With traditional applications, users may browse or explore visualized patient data, but little to no help is given when it comes to the interpretation of what is being displayed. This is due to the fact that the semantics of the data is not explicitly stated, which therefore remains inaccessible to the system and therefore also to the user. This can be overcome by the incorporation of external medical knowledge from ontologies which provide the meaning (i.e., the formal semantics) of the data at hand.

Our research activities are in the context of the THESEUS MEDICO project. MEDICO addresses the need for advanced semantic technologies in medical image and patient data search. The objective is to enable a seamless integration of medical images and different user applications by providing a direct access to image semantics. A wide range of different imaging technologies in various modalities exist, such as 4D 64-slice Computer Tomography (CT), whole-body Magnet Resonance Imaging (MRI), 4D Ultrasound, and the fusion of Positron Emission Tomography and CT (PET/CT). All these image modalities have the common property that their semantic contents include knowledge about human anatomy, radiology, or diseases.

One important requirement for advanced applications in semantic image retrieval, clinical decision support and computer aided diagnosis is the comparative exploration of similar patient information. For this purpose, we envision a flexible and generic image understanding software for which semantics of the images plays the major role for access and retrieval. However, currently, large amounts of medical image data are indexed by simple keywords to be stored in distributed databases without capturing any semantics.
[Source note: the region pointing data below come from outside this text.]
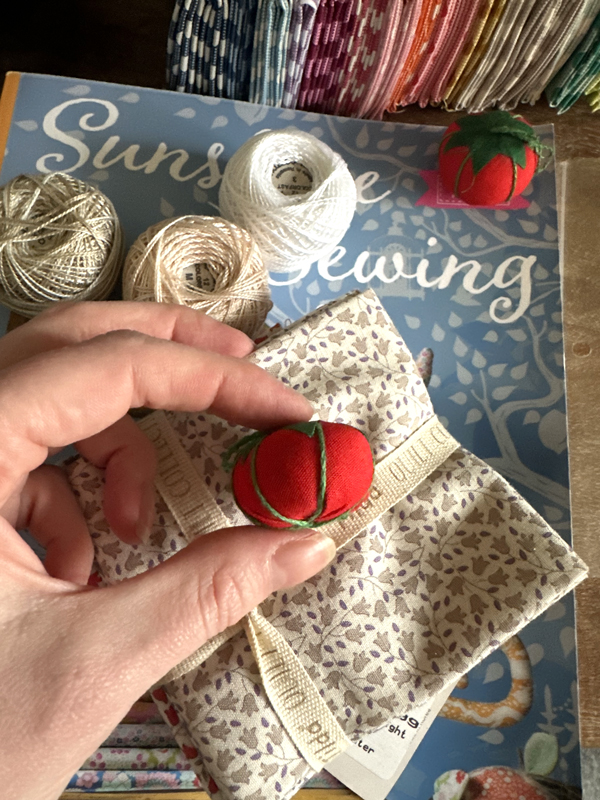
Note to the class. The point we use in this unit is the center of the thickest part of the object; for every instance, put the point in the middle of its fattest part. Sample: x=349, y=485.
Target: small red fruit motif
x=487, y=159
x=487, y=783
x=502, y=783
x=301, y=475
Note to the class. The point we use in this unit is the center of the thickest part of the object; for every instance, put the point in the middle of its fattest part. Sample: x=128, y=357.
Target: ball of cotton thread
x=291, y=230
x=60, y=239
x=203, y=262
The objective of MEDICO is to build the next generation of intelligent, scalable and robust search engines for the medical imaging domain, based on semantic technologies. With the incorporation of higher level knowledge represented in ontologies, different semantic views of the same medical images (such as structural aspects, functional aspects, and disease aspects) can be explicitly stated and integrated. Thus, the combination of formal semantics with image understanding helps building bridges between different but related domains that can be used for comparative exploration of patient data. MEDICO is a consortium research project funded by the German Federal Ministry of Economics with several R&D sites and the Erlangen University Hospital as a clinical partner. Visit http://theseus-programm.de/scenarios/en/medico.
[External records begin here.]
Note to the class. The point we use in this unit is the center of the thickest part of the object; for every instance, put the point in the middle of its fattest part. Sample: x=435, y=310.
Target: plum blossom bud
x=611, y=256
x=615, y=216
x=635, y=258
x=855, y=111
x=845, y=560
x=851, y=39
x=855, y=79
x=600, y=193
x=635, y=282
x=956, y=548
Within the MEDICO project, one of the selected scenarios aims for improved image search in the context of patients that suffer from lymphoma in the neck area. Lymphoma, which is a type of cancer affecting the lymphocytes, is a systematic disease with manifestations in multiple organs. During the course of lymphoma diagnosis and continual treatment, image data is produced several times using different modalities. As a result, the image data consist of many medical images in different formats, which additionally need to be associated with the corresponding patient data. Hence, the lymphoma scenario is particularly suitable to demonstrate the strength of a semantic search engine as we envisioned in MEDICO.
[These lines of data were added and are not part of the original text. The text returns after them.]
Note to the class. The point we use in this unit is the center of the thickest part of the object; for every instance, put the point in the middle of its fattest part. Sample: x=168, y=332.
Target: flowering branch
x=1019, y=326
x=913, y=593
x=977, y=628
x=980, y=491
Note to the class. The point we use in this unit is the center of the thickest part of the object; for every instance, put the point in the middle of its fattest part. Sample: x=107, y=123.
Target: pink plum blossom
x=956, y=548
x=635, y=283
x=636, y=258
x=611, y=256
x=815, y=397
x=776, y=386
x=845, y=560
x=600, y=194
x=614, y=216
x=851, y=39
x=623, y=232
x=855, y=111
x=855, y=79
To address the challenges of advanced medical image search, different medical resources need to be semantically integrated. Consequently, the following four research questions arise:

  • 1)

    How is the workflow of the clinician, i.e.,

    • a)

      What kind of information is relevant for his daily tasks?

    • b)

      At what stage of the workflow should selected information items be offered?

  • 2)

    What are the particular challenges and requirements of knowledge engineering in the medical domain?

    • a)

      Can those challenges be addressed by a semi-automatic knowledge extraction process based on clinical user interactions?

    • b)

      Can we embed the semi-automatic extraction process into the clinician’s workflow?

  • 3)

    How can different possibly overlapping data sources (i.e., ontologies) be aligned?

  • 4)

    How can we learn and populate ontologies?